Uncertainty-adjusted Group Relative Policy Optimization

Updated 11 September 2025

The paper introduces UARPO as a reinforcement learning framework that incorporates uncertainty estimates into group-relative policy optimization for more stable learning.
It adjusts policy gradients using uncertainty-adjusted relative advantages, enabling conservative updates in high-uncertainty scenarios and enhancing sample efficiency.
Empirical results demonstrate that UARPO can boost prediction accuracy by approximately 13.48% in financial forecasting and achieve robust performance in robotics and language modeling.

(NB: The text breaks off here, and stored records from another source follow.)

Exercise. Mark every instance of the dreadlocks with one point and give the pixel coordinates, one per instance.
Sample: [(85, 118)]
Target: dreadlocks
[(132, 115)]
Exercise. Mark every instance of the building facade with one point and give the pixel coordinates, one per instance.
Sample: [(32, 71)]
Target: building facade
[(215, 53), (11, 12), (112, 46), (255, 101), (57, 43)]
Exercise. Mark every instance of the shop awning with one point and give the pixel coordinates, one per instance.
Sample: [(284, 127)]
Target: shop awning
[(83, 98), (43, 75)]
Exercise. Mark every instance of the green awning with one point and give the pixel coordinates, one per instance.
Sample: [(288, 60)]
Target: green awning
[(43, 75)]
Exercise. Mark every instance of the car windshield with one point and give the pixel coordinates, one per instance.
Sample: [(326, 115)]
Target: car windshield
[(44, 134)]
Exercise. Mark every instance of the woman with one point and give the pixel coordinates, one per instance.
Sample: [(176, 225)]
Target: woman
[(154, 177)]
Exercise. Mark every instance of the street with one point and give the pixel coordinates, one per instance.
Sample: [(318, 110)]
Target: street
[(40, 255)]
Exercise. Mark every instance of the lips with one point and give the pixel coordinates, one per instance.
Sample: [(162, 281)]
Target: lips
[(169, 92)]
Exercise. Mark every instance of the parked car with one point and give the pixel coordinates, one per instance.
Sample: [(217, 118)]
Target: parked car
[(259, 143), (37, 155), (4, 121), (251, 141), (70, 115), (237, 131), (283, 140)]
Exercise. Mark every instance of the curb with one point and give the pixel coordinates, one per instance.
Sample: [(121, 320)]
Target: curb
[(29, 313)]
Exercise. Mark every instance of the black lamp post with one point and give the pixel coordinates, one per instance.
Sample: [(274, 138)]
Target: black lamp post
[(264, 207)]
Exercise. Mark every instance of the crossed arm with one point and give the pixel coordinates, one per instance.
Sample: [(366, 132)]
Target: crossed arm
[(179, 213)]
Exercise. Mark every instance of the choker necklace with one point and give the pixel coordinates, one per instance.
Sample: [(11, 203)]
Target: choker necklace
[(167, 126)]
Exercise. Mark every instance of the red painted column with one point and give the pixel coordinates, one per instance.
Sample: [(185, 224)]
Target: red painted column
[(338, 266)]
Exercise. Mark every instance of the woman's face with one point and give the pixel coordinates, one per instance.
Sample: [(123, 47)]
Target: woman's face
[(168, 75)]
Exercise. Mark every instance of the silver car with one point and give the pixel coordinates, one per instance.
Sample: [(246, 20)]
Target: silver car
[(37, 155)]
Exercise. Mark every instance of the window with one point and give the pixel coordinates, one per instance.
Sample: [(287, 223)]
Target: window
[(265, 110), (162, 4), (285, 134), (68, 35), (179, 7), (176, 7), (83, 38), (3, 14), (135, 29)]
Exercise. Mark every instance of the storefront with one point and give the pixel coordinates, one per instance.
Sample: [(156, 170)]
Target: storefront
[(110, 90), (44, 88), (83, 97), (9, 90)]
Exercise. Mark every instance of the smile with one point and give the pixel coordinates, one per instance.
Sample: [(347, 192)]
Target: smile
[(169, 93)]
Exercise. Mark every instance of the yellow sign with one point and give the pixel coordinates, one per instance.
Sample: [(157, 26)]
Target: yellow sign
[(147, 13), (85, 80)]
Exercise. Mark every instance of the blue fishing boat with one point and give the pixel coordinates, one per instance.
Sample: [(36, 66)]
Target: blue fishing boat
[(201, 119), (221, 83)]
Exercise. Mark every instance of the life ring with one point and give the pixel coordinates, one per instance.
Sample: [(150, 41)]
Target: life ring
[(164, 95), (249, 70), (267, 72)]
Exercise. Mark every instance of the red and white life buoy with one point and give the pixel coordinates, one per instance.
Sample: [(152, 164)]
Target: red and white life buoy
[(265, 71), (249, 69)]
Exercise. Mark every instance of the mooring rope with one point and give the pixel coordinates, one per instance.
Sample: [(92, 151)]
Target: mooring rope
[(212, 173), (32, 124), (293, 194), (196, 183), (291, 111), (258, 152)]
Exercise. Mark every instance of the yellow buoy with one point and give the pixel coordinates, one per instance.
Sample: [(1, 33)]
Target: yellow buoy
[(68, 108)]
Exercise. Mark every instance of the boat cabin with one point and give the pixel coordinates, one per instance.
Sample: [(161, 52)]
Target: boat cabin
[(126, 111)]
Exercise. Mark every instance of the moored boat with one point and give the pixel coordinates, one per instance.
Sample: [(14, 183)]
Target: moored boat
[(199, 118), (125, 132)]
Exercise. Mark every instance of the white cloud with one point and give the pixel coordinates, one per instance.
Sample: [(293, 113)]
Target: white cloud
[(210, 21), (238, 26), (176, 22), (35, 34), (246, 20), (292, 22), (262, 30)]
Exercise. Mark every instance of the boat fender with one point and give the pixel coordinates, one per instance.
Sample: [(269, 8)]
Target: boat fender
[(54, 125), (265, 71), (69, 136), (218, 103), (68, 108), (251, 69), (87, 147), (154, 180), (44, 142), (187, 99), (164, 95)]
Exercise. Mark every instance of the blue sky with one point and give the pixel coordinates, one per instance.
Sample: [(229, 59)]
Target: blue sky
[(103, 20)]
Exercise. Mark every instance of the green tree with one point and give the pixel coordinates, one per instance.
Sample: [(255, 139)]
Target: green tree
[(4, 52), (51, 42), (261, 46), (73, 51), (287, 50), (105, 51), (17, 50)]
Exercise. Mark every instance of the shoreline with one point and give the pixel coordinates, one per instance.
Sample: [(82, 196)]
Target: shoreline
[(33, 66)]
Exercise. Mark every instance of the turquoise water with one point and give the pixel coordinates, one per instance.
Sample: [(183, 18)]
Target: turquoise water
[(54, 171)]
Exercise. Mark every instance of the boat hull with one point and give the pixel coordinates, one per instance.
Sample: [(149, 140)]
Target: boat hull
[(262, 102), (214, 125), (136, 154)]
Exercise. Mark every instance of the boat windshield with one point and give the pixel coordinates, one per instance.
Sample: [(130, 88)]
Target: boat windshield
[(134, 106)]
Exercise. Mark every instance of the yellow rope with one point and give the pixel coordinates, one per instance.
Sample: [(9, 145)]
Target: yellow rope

Uncertainty-adjusted Group Relative Policy Optimization (UARPO) is an advanced reinforcement learning (RL) framework that incorporates uncertainty quantification and group-relative metrics into policy optimization algorithms. UARPO generalizes and extends Group Relative Policy Optimization (GRPO) by explicitly modulating policy gradients or update magnitudes based on systematic uncertainty estimates, allowing for more conservative updates in high-uncertainty scenarios and finer adaptation in multi-agent, multi-modal, or high-stakes prediction settings.

1. Theoretical Foundations and Motivation

UARPO arises from the recognition that standard RL approaches often face instability, policy overfitting, and poor generalization when confronted with model or environment uncertainty. Classical model-based RL methods utilize a learned dynamics model to simulate trajectories for policy learning but are susceptible to model bias—errors that are exacerbated when uncertainty estimates are ignored (Vuong et al., 2019).

Group Relative Policy Optimization introduces a further refinement by comparing performance across candidate action groups or agent clusters, using relative, rather than absolute, advantage measures. UARPO embeds uncertainty quantification directly into this paradigm, integrating uncertainty-adjusted relative advantages at the group or token level for gradient modulation (Wang et al., 10 Sep 2025).

The general UARPO scheme can be formalized as optimizing an objective of the form:

$J_{UARPO}(\theta) = \mathbb{E}\left[ \sum_{i=1}^G \sum_{t=1}^{|o_i|} \min \left\{ r_{i,t}(\theta) \cdot \widehat{A}^I_{i,t} \cdot \widehat{U}_{i,t},\ \text{clip}(r_{i,t}(\theta), 1-\epsilon, 1+\epsilon) \cdot \widehat{A}^I_{i,t} \cdot \widehat{U}_{i,t} \right\} - \beta D_{KL}[\pi_\theta \| \pi_{ref}] \right]$

where advantage and uncertainty terms can be instantiated along in-group, cross-group, and sample-wise axes.

2. Uncertainty Quantification and Integration

a. Uncertainty Estimation

UARPO incorporates uncertainty through various mechanisms—predictive variance in learned dynamics models, epistemic uncertainty over Q-values, semantic entropy for LLMs, or explicit confidence scores in multimodal architectures:

Model-based RL: Predictive posterior distributions or model ensembles are used to estimate the transition kernel uncertainty, which is then regularized or penalized in the policy gradient computation (Vuong et al., 2019, Zhou et al., 2019).
Value-based RL: Tight upper bounds on Q-value variance are propagated via a Bellman-style recursion, yielding a local and global estimate of uncertainty for policy updates (Zhou et al., 2019).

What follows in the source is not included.